A story in the Sunday Telegraph on 11 May featured Sydney veterinarian Anne Fawcett highlighting the dangers of fresh pet meat preserved with excessive levels of sulphur dioxide.
“Our case report was published in the March issue of Australian Veterinary Practitioner, the ASAVA’s quarterly journal, and we wanted to raise awareness of how dangerous this practice can be,” said Anne.
“The Sunday Telegraph had heard of other cases and got in touch to find out more. We used the opportunity to call for change in how pet meat is regulated. I see around three cases each year, and these are entirely preventable!”
Melbourne AVA member, Linda Fleeman, was on the committee that developed the Australian Standard for manufactured pet food, and thinks the same standards should apply to fresh pet meat.

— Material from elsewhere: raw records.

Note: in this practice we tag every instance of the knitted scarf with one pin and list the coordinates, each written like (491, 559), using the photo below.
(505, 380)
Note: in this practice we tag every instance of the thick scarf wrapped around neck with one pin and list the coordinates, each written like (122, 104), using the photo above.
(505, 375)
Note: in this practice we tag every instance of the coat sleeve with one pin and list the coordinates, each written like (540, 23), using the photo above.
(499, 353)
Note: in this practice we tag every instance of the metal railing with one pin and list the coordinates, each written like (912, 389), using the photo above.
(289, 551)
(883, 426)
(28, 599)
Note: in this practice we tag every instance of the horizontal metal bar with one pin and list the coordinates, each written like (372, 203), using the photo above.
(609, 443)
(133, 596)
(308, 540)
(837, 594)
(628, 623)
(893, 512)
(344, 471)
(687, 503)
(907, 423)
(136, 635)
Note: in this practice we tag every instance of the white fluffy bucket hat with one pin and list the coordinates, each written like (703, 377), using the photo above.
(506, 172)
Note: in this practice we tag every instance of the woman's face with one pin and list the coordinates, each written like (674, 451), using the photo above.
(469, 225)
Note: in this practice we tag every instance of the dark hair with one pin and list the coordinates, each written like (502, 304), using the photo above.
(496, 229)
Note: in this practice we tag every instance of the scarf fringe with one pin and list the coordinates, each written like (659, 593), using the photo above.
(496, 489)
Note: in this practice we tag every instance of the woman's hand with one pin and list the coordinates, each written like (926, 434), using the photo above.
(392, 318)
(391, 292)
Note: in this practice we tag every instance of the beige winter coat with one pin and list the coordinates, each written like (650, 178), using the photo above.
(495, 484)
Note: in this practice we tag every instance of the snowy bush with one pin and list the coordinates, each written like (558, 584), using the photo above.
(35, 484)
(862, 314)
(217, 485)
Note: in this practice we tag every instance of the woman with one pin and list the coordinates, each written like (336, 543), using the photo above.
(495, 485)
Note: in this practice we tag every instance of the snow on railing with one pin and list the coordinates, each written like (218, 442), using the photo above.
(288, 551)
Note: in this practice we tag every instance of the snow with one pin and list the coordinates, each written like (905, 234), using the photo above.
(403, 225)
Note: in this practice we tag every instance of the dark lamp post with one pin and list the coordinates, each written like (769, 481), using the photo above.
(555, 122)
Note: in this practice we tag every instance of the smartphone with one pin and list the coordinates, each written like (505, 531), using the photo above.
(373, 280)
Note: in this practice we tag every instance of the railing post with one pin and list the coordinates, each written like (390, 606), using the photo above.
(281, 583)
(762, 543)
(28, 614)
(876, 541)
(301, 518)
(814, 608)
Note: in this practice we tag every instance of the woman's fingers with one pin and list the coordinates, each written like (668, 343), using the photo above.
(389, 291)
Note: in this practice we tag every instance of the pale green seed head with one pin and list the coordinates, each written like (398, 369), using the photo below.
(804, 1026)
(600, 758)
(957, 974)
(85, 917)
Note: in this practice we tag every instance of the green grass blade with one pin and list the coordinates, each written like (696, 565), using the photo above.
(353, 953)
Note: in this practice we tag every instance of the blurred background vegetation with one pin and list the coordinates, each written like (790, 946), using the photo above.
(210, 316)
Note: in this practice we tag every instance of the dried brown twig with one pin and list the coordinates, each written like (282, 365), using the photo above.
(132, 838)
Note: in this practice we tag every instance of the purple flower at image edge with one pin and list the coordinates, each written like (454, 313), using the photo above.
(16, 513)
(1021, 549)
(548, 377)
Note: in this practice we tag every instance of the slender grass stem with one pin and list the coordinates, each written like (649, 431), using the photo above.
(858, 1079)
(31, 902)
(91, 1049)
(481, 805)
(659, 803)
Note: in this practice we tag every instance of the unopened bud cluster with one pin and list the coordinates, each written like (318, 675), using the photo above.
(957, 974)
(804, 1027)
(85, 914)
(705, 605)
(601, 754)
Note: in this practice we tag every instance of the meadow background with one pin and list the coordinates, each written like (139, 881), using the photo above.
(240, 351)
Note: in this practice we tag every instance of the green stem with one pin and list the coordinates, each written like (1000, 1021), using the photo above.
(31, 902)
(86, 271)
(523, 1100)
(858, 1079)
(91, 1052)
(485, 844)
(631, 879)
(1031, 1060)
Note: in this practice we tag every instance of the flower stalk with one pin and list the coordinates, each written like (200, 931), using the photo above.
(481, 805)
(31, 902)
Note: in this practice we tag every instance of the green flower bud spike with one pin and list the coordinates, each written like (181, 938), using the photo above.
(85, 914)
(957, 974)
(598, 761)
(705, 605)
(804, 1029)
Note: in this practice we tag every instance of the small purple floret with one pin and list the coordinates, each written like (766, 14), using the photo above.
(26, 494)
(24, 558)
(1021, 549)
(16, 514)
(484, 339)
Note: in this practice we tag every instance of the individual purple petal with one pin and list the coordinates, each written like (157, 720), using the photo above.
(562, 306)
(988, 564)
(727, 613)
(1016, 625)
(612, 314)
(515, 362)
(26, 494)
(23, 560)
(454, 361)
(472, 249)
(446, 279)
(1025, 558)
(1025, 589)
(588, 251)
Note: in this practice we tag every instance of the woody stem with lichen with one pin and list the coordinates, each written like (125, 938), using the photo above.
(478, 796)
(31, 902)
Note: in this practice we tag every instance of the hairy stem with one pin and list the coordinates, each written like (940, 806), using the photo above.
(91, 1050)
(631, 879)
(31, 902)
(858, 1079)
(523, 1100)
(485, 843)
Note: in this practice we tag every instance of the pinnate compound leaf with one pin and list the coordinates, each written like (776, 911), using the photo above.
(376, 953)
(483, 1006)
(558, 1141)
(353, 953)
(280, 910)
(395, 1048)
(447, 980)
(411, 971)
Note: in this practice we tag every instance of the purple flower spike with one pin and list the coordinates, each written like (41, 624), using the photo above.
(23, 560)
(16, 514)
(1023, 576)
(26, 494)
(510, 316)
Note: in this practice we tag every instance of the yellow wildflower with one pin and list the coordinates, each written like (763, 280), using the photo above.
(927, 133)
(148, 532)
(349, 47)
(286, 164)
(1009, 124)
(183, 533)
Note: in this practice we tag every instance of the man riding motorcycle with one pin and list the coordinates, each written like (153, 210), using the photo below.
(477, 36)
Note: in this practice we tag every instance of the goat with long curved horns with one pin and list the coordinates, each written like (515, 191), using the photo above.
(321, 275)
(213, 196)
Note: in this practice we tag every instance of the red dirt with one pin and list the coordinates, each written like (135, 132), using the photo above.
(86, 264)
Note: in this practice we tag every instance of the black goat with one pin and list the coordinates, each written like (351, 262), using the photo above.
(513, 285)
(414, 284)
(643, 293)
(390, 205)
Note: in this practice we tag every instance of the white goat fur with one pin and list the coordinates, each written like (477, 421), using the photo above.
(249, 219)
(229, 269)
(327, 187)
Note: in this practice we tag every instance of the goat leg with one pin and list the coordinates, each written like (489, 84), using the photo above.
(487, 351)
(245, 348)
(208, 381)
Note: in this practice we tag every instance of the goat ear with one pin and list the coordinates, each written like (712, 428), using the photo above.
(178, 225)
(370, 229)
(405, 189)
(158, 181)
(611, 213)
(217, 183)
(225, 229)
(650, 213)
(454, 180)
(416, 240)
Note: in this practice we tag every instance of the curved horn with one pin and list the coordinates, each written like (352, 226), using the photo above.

“We have a comprehensive standard for Australian manufactured pet food that protects both the health of pets and the rights of pet owners to accurate labelling and a safe product,” Linda said.
“It’s frustrating that there’s no system to impose safer standards on pet meat.
“The AVA in collaboration with the Pet Food Industry Association of Australia is continuing to seek a solution, but unfortunately we don’t know how widespread the problem currently is.
“I encourage all clinical vets to log their cases of thiamine deficiency with PetFAST – our Pet Food Adverse event System of Tracking.”
Any Australian vet can report a health problem in a cat or dog that they suspect of being caused by pet food, meat or treats. Information and lodgement is online at http://www.ava.com.au/petfast.
“If we can start getting consistent reporting, we might have a hope of convincing regulators to act,” Linda Fleeman said.